Plan Adequacy Scoring: Heuristics vs. Semantic Validation
1. Context & Analyzed Systems
Evaluation of pre-execution Plan Adequacy signals:
- Minimum Token Count per task.
- Maximum Estimated Goal Complexity (heuristic cap at 9 tasks).
- "Structural Noise" via Task Count limits and "Flat DAG" penalties.
- Regex Vagueness Detection (e.g., blacklisted words like "TBD", "figure out", "remove").
2. Empirical Findings & Failure Modes
Evaluation Hacking via Verbosity
Correlating text length/word count to architectural adequacy incentivizes "evaluation hacking".
- LLMs systemically mask hallucinated logic with fluent verbosity.
- Dense, highly technical instructions (which are mathematically efficient) trigger false positive blocks simply because they fall under arbitrary token minimums.
Complexity Cap 9 is Psychologically Biased
- Arbitrarily capping estimated complexity at a threshold of 9 is an incorrect application of Miller's Law of Human Working Memory ($7 \pm 2$).
- LLMs do not suffer from human cognitive load limits; their algorithmic capabilities map to context window/compute constraints. This compression neutralizes heuristic signal values.
The Limits of Keyword/Regex Validation
- Flagging vague terms (e.g., TBD) misses semantic ambiguity, generating mass false negatives for implicitly vague technical filler.
- Utilizing keyword blocks for "destructive actions" (e.g., matching "delete/drop") is completely evaded by simple declarative phrasing or passive AI constructions (e.g., "The production database's storage should be cleared"). This is a severe security vulnerability.
Flattened Dependency Graphs (Flat DAGs)
- Identifying Flat DAGs correctly penalizes an LLM's failure to recognize chronological state dependencies.
- However, enforcing DAG depth purely syntactically causes the LLM to hallucinate arbitrary, non-functional dependency edges to game the evaluation module.
3. Validated Architectural Adjustments
- Shift to Programmatic Prompts / Preconditions: Avoid text heuristics. Force models to output structured actions accompanied by explicit pre-condition assertions (e.g.
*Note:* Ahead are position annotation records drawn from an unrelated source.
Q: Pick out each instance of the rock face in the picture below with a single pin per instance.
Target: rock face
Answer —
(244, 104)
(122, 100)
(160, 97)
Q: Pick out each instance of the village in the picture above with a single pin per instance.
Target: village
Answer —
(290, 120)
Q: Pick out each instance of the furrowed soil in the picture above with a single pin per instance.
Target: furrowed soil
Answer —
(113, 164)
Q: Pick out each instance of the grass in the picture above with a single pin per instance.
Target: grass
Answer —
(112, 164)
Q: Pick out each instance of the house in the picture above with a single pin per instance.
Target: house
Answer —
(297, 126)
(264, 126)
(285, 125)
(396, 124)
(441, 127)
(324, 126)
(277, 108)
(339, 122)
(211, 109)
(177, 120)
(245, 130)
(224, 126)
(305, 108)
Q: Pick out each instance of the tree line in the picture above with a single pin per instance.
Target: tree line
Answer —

assert database_active == true). Fail adequacy if precondition logic doesn't exist. - LLMs-as-Formalizers (NL-PDDL): Evaluate Natural Language via formal semantic frameworks like NL-PDDL. Use lifted regression algorithms to execute entailment checking—verifying mathematically if the steps actually entail the final desired state.
- Implement LLM-as-a-Judge Coverage Testing: Deprecate keyword regex. Utilize a fine-tuned evaluator LLM (Socratic Self-Refine) constrained by a rubric to identify missing dependencies, unstated destructive actions framed globally, and entity coverage matching against the prompt.